So, for me a few years ago, when I try to look at what is next in my career, and by the way, one thing just in the parenthesis, I said, being part of a diagnostic radiology team sometime can be a good thing, but very often it’s a hustle for convincing the team to be doing your work at the highest level, because it is a difficult situation to make them understand a lot of things that we do and especially to justify why with the RVUs that we are getting and the whole department is losing money, why there’s still a good thing for them. But overall, I think all of that were important, but one thing that really made me think about OBL is I went to talk to a lot of people. I actually studied that for two years.
One of my good friends, Dr. Bulent Arslan, helped me a lot to connect me with a lot of other people who have done that. I really studied, went to see other people and how they do, and realized that for most procedures that are outpatient, you could do a better job outside a hospital. This is my opinion. I don’t say that us as a physician in a hospital, we don’t do a good job. I think we do all we can do, but for a patient to come to a parking lot, to get to the angio suite, has to go through a big institution, start to talk to find their way. “Where is the waiting room?” “Oh, you are not here. You have to go the other way.” Then there’s so many other things that happens, the delays we have, and all of this makes the patient to have a very negative experience.

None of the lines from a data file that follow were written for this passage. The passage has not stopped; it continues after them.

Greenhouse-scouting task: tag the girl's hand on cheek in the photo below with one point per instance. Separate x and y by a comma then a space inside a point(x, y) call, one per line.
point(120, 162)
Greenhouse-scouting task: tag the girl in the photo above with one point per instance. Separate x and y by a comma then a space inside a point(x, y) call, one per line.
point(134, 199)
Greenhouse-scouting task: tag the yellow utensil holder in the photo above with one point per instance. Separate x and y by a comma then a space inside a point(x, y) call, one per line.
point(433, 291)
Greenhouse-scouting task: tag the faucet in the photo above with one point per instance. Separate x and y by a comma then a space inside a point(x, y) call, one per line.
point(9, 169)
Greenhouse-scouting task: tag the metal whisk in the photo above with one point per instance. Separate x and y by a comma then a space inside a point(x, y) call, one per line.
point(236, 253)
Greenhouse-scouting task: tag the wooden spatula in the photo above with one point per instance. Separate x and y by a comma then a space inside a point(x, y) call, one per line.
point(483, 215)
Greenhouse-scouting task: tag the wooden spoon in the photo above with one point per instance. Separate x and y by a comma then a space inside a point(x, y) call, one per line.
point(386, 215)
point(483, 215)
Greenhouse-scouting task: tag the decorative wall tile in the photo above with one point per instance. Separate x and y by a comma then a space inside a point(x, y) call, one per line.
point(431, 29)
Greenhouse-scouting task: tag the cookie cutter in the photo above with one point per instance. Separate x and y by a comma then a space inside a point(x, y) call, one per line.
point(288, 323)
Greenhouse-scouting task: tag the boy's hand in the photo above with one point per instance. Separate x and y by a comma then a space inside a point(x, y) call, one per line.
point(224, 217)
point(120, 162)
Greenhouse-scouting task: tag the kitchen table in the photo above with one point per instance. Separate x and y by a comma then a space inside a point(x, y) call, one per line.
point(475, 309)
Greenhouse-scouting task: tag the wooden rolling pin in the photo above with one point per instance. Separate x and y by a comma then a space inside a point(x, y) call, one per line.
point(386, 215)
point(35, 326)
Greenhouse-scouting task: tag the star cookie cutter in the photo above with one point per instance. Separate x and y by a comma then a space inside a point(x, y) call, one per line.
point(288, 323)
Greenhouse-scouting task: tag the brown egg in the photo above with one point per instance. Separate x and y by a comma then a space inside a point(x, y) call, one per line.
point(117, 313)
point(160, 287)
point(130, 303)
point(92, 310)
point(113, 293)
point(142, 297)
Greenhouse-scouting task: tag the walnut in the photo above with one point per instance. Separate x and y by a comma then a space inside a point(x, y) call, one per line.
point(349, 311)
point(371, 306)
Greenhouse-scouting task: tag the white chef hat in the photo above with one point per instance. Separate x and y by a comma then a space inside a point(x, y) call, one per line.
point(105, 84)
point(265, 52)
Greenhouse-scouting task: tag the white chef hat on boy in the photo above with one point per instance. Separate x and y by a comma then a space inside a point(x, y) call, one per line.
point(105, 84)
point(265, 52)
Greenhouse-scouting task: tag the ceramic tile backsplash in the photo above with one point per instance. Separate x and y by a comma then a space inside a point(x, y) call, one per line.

I realized that in an office-based lab where there is access to the patient parking, patient come in, they are the first, they are the center of attention. You don’t do a big hospital of 10 different procedures at the same time, so you can’t focus on a patient at a time. I think that’s important, and that was one of the important decision for me to do that. The other thing that was very important is to see that you can blame only yourself on the quality of job you are offering. So, you don’t need to ask for five years to be in line to get your next machine. So, you work on 15 years, 16 years, 20 years, sometimes to get those machine in institution. This is now your responsibility. You are in charge. You need to actually put now your money where your mouth is.
When you talk about complaining all the time in the hospital, “We need a better machine, we need a better machine,” then you go to your private practice and you work with the bad machine, then that shows the hypocrisy. So, I think it’s important for the decision-making, the control, and really realize that you can actually do a good job in a private setting and put the patient at the center of attention. So, all of this, the possibility of development, the difficulty in the hospital setting to make decisions, and the layers of decision-making, the shortage of techs and nurses, and that you were not in charge to be able to then address that.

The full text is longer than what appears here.